The probability that someone writes a patent correlates with that person’s
mathematical abilities. People in the top 1% of math ability are far more
likely to hold a patent. Among the top 1%, those from families in the top
10% of the income distribution are even more likely to hold a patent.24 At
least two models could explain the disparity. One model could assume that
poorer talented students never attend college. They may be working routine
jobs and never have the choice between medical school or quantum
computing. Or, perhaps poorer students choose safer careers.
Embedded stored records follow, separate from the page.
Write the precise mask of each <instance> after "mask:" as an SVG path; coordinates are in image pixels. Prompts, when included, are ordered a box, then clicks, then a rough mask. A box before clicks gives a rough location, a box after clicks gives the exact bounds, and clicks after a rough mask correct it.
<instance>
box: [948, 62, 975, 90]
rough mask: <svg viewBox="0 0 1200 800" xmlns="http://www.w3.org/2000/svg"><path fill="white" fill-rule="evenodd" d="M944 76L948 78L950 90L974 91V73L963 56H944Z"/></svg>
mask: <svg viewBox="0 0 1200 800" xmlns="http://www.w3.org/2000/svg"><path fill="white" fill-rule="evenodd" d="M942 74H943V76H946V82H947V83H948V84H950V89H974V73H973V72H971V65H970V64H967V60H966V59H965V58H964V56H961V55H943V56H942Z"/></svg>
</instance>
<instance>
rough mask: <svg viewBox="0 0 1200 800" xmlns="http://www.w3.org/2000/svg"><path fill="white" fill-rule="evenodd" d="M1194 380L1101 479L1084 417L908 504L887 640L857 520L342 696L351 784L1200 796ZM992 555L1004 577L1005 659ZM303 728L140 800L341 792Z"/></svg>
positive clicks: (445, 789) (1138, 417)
The logic that an increase in opportunities creates an incentive for risk
applies widely. Venture capitalists take risks because they make multiple
investments. An early investment in a single unicorn, a billion-dollar
company, more than compensates for many losers. Pharmaceutical research
laboratories also take risks, spending billions on drug research. We can
apply the same logic when deciding where to eat lunch. When driving
cross-country and stopping in an unfamiliar town, we may want to eat at a
chain restaurant. If moving to that town, we should experiment.